--- /dev/null
+Ganeti Node OOB Management Framework
+====================================
+
+Objective
+---------
+
+Extend Ganeti with Out of Band Cluster Node Management Capabilities.
+
+Background
+----------
+
+Ganeti currently has no support for Out of Band management of the nodes in a
+cluster. It relies on the OS running on the nodes and has therefore limited
+possibilities when the OS is not responding. The command ``gnt-node powercycle``
+can be issued to attempt a reboot of a node that crashed but there are no means
+to power a node off and power it back on. Supporting this is very handy in the
+following situations:
+
+ * **Emergency Power Off**: During emergencies, time is critical and manual
+ tasks just add latency which can be avoided through automation. If a server
+ room overheats, halting the OS on the nodes is not enough. The nodes need
+ to be powered off cleanly to prevent damage to equipment.

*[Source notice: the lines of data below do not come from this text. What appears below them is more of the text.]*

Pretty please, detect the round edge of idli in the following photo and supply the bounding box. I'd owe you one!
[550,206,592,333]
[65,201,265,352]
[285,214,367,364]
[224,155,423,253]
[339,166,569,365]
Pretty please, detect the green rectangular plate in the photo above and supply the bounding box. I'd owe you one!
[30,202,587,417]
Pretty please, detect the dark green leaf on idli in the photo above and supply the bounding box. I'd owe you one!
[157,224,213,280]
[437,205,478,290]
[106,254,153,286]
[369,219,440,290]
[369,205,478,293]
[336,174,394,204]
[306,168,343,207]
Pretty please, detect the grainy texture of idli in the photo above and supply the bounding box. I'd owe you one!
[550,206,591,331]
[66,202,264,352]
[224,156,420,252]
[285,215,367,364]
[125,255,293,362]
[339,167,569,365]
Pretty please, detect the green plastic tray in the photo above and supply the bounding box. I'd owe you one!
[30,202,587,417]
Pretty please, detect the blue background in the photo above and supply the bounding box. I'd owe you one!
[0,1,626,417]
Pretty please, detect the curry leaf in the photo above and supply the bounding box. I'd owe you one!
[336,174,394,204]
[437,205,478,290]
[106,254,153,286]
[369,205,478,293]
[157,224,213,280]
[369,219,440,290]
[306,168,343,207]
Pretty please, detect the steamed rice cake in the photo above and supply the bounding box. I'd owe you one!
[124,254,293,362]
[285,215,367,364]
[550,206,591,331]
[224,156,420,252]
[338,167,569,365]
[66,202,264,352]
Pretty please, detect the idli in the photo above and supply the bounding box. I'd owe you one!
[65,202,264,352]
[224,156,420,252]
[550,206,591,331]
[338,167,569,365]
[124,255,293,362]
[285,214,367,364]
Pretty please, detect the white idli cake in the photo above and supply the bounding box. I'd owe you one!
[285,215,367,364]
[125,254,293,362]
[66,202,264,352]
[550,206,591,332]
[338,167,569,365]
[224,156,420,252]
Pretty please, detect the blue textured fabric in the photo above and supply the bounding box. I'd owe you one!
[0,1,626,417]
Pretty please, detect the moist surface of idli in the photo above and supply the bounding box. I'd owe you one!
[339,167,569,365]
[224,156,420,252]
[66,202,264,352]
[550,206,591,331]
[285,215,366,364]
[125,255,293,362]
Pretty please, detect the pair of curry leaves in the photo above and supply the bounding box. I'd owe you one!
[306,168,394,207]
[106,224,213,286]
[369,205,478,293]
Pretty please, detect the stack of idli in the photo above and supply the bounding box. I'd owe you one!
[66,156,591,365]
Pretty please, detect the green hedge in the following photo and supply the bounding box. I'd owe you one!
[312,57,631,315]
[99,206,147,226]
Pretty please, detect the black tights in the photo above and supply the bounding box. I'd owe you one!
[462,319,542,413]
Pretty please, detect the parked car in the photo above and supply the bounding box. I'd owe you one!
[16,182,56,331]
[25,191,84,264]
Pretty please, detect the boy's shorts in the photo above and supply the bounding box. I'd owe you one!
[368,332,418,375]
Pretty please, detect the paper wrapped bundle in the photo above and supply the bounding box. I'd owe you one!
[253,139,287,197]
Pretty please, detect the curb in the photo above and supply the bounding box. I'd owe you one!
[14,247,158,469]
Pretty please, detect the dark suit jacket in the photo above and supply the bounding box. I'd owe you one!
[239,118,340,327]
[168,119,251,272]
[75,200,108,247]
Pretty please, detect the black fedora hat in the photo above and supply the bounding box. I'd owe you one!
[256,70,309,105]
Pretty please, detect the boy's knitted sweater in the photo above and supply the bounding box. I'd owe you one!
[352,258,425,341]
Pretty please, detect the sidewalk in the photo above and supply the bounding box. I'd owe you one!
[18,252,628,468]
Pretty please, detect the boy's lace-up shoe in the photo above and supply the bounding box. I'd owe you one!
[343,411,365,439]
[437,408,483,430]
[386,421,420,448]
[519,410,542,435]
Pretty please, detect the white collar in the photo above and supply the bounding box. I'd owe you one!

+ * **Repairs**: In most cases, repairing a node means that the node has to be
+ powered off.
+ * **Crashes**: Software bugs may crash a node. Having an OS independent way to
+ power-cycle a node helps to recover the node without human intervention.
+
+Overview
+--------
+
+Ganeti will be extended with OOB capabilities through adding a new **Cluster
+Parameter** (``--oob-program``), a new **Node Property** (``--oob-program``), a
+new **Node State (powered)** and support in ``gnt-node`` for invoking an
+**External Helper Command** which executes the actual OOB command (``gnt-node
+<command> nodename ...``). The supported commands are: ``power on``,
+``power off``, ``power cycle``, ``power status`` and ``health``.
+
+.. note::
+ The new **Node State (powered)** is a **State of Record
+ (SoR)**, not a **State of World (SoW)**. The maximum execution time of the
+ **External Helper Command** will be limited to 60s to prevent the cluster from
+ getting locked for an undefined amount of time.
+
+Detailed Design
+---------------
+
+New ``gnt-cluster`` Parameter
++++++++++++++++++++++++++++++
+
+| Program: ``gnt-cluster``
+| Command: ``modify|init``
+| Parameters: ``--oob-program``
+| Options: ``--oob-program``: executable OOB program (absolute path)
+
+New ``gnt-node`` Property
++++++++++++++++++++++++++
+
+| Program: ``gnt-node``
+| Command: ``modify|add``
+| Parameters: ``--oob-program``
+| Options: ``--oob-program``: executable OOB program (absolute path)
+
+.. note::
+ If ``--oob-program`` is set to ``!`` then the node has no OOB capabilities.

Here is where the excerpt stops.